Concentrations of POPs were higher in the 1980s

Although POPs were found in fish in all of the world’s oceans, the researchers say that concentrations in the consumable meat of marine fish are highly variable, where one region or group of fish may find concentrations of POPs that vary by 1,000-fold. The analysis revealed that average concentrations of each class of POP were significantly higher in the 1980s than is found today, with a drop in concentration of 15-30 percent per decade.

“This means that the typical fish that you consume today can have approximately 50 percent of the concentration of most POPs when compared to the same fish eaten by your parents at your age,” said Scripps researchers Lindsay Bonito.  “But there still remains a chance of getting a fillet as contaminated as what your parents ate.”

The researchers also compared the results to federal safety guidelines for seafood consumption and found that the average levels of contaminants were at or below the health standards set by the US Environmental Protection Agency (EPA). Mercury and PCBs (polychlorinated biphenyl) concentrations were at the EPA threshold for occasional human consumption, while concentrations of DDT were consistently much lower than the established threshold.

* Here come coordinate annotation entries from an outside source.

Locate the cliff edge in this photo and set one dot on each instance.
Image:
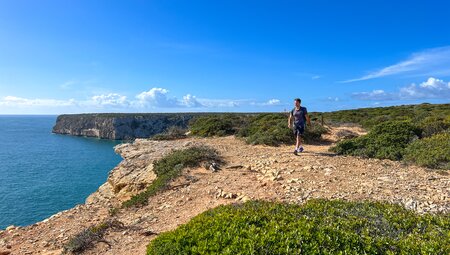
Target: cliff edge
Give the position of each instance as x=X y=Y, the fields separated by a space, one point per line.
x=125 y=126
x=251 y=172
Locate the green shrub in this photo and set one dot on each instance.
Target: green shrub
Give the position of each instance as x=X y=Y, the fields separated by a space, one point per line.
x=317 y=227
x=217 y=124
x=87 y=237
x=172 y=133
x=271 y=129
x=369 y=117
x=433 y=125
x=170 y=167
x=433 y=152
x=386 y=140
x=314 y=132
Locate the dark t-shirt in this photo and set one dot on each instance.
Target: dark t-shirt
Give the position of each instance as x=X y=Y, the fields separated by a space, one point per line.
x=299 y=116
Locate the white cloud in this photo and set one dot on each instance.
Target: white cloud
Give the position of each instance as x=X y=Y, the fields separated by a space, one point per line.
x=20 y=102
x=378 y=94
x=111 y=99
x=434 y=61
x=155 y=98
x=158 y=98
x=431 y=88
x=273 y=102
x=332 y=99
x=218 y=103
x=190 y=101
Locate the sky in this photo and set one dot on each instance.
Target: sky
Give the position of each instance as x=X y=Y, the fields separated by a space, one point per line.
x=221 y=56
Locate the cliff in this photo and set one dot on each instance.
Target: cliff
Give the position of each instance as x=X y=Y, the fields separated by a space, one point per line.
x=119 y=126
x=251 y=172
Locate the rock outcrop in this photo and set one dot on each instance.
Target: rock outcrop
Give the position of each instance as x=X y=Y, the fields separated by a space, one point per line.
x=119 y=126
x=251 y=172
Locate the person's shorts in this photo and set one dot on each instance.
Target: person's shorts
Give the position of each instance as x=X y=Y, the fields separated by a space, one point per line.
x=299 y=130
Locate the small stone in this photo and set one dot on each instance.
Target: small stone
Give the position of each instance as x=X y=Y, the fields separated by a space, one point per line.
x=10 y=228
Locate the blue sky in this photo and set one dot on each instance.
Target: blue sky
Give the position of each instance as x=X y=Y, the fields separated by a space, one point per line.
x=166 y=56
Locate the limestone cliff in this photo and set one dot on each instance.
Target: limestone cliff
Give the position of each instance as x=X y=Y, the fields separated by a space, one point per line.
x=119 y=126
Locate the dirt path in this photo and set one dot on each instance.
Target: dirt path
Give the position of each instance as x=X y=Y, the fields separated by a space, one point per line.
x=251 y=172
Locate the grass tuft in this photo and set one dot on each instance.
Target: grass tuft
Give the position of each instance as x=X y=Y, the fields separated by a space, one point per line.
x=169 y=167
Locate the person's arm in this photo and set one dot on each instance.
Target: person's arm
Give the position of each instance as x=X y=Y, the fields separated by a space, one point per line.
x=289 y=120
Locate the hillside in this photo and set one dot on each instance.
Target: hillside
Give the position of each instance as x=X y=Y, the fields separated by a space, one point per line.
x=251 y=172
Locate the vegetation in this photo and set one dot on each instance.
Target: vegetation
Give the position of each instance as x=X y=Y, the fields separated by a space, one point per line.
x=172 y=133
x=265 y=128
x=317 y=227
x=431 y=152
x=271 y=129
x=369 y=117
x=170 y=167
x=384 y=141
x=218 y=124
x=86 y=238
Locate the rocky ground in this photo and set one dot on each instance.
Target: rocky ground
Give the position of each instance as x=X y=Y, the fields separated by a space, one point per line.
x=251 y=172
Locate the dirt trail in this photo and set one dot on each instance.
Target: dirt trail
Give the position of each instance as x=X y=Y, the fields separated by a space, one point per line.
x=251 y=172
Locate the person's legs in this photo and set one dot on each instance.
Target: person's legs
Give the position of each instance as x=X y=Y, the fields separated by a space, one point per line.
x=301 y=130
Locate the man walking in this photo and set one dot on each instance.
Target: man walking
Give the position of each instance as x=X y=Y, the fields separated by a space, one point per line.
x=299 y=115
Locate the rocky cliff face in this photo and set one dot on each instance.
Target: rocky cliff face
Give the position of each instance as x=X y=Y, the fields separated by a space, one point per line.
x=119 y=126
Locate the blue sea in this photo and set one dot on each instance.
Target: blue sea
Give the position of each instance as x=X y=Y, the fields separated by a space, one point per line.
x=43 y=173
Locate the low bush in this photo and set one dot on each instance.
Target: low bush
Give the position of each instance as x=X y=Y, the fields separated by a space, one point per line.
x=317 y=227
x=87 y=237
x=271 y=129
x=170 y=167
x=386 y=140
x=433 y=152
x=172 y=133
x=433 y=125
x=217 y=124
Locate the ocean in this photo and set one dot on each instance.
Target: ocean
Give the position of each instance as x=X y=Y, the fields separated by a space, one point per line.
x=43 y=173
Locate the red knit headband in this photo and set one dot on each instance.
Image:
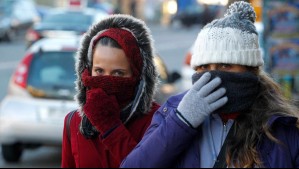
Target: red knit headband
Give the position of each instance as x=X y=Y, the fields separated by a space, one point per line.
x=128 y=43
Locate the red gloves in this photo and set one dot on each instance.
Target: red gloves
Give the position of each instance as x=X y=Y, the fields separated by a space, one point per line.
x=102 y=110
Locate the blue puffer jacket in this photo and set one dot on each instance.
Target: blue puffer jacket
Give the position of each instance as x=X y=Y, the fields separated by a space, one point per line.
x=169 y=142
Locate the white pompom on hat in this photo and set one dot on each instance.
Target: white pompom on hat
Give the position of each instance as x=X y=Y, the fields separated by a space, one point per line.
x=230 y=40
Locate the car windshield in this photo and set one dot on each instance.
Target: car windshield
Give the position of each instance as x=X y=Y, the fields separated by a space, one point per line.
x=69 y=19
x=52 y=75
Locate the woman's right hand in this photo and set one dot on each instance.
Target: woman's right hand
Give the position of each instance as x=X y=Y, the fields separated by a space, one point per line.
x=200 y=101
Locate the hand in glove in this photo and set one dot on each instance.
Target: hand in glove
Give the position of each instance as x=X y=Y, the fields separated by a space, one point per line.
x=200 y=101
x=102 y=110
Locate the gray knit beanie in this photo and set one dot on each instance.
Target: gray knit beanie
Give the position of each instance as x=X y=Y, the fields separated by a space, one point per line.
x=232 y=39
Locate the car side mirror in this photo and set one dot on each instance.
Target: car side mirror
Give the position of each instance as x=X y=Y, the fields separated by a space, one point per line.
x=173 y=77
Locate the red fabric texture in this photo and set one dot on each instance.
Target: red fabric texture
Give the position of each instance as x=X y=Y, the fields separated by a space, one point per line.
x=102 y=110
x=129 y=44
x=102 y=153
x=123 y=88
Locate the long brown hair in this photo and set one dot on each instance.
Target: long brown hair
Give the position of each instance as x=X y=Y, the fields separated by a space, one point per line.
x=242 y=149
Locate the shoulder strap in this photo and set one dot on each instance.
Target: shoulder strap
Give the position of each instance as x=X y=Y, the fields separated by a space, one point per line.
x=68 y=123
x=221 y=163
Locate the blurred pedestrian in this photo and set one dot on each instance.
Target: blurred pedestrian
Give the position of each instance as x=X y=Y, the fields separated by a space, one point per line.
x=233 y=116
x=116 y=81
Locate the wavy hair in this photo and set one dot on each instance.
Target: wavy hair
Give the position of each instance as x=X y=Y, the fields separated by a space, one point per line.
x=242 y=148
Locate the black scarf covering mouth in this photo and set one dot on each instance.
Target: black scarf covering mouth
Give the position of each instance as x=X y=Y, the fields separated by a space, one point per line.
x=241 y=89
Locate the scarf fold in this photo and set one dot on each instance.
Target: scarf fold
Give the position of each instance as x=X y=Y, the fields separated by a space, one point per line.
x=123 y=88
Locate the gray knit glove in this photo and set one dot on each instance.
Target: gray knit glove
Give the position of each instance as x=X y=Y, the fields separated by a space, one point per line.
x=200 y=101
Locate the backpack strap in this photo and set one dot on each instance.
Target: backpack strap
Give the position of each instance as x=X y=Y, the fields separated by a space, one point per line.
x=68 y=123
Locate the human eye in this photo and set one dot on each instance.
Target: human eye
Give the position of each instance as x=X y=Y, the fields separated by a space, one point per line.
x=99 y=72
x=202 y=68
x=118 y=73
x=225 y=66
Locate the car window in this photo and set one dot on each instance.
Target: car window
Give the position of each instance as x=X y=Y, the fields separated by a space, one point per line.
x=163 y=75
x=52 y=74
x=71 y=19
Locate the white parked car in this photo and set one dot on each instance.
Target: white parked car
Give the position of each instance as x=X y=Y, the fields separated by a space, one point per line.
x=41 y=92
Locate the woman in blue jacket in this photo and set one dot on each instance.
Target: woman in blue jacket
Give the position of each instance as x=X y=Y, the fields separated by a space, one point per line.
x=230 y=94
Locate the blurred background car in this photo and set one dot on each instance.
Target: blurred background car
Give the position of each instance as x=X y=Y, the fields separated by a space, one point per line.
x=167 y=85
x=15 y=16
x=195 y=13
x=65 y=23
x=43 y=89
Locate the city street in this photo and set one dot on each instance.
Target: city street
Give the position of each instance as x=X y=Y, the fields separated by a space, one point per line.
x=171 y=44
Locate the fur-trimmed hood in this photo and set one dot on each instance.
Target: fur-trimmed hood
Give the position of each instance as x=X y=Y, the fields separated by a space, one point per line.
x=149 y=76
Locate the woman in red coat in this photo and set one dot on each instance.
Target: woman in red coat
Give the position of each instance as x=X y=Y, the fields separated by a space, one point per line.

According to the researchers, these results suggest that the global community has responded to the calls-to-action, such as in the Stockholm Convention, to limit the release of potentially harmful chemicals into the environment. However, they caution that although pollutant concentrations in marine fish are steadily declining, they still remain quite high, and that understanding the cumulative effects of numerous exposures to pollutants in seafood is necessary to determine the specific risk to consumers.